L’Or des ruines
Attraverso l’esplorazione di un modo di sussistenza alternativo nella zona periurbana, L’Or des ruines segue raccoglitori e raccoglitrici alla ricerca di prodotti naturali ai margini delle aree coltivate o all’interno di spazi incolti.
Che abbia origine dalla precarietà o dal desiderio di avere un rapporto più diretto con la natura, la pratica della raccolta, per quanto marginale, rappresenta per Geoffroy Mathieu l’occasione di un’indagine antropologica, che amplia il lavoro di Anna Lowenhaupt Tsing sul matsutake, un fungo che cresce “sulle rovine del capitalismo”. Qui, more, ciliegie, funghi, erbe aromatiche come l’alliaria o medicinali come l’artemisia fanno parte dei gioiosi ritrovamenti di una raccolta solitaria, in gruppo o con la famiglia.
Attraverso le sue immagini, Geoffroy Mathieu disegna i ritratti in movimento di questi “glaneurs et glaneuses”, per riprendere un titolo di Agnès Varda.
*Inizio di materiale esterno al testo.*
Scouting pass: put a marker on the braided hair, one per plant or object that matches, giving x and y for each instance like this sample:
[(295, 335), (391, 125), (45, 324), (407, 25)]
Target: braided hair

Il complesso mostra tutta una varietà di piante e saperi legati alla raccolta: Sina raccoglie la silene bianca a Villiers-le-Bel, Emmanuelle l’erba di San Giovanni a Bondy, mentre una famiglia cinese sa valorizzare la borsa di pastore e Jying e Yuannyan riconoscono l’aglio selvatico a Orsay.
Gradualmente, le immagini costruiscono un racconto che segue il cammino ai bordi di un campo, lungo una staccionata poco curata, nei pressi di una strada principale o tra le rotaie del treno.
Quello che emerge è un popolo eterogeneo di persone, pronto ad attraversare ancora una volta lo spazio urbanizzato e naturale, motivato da uno scopo che ridistribuisce i punti di interesse e offre una visione alternativa dei mezzi di sussistenza, in margini generosi.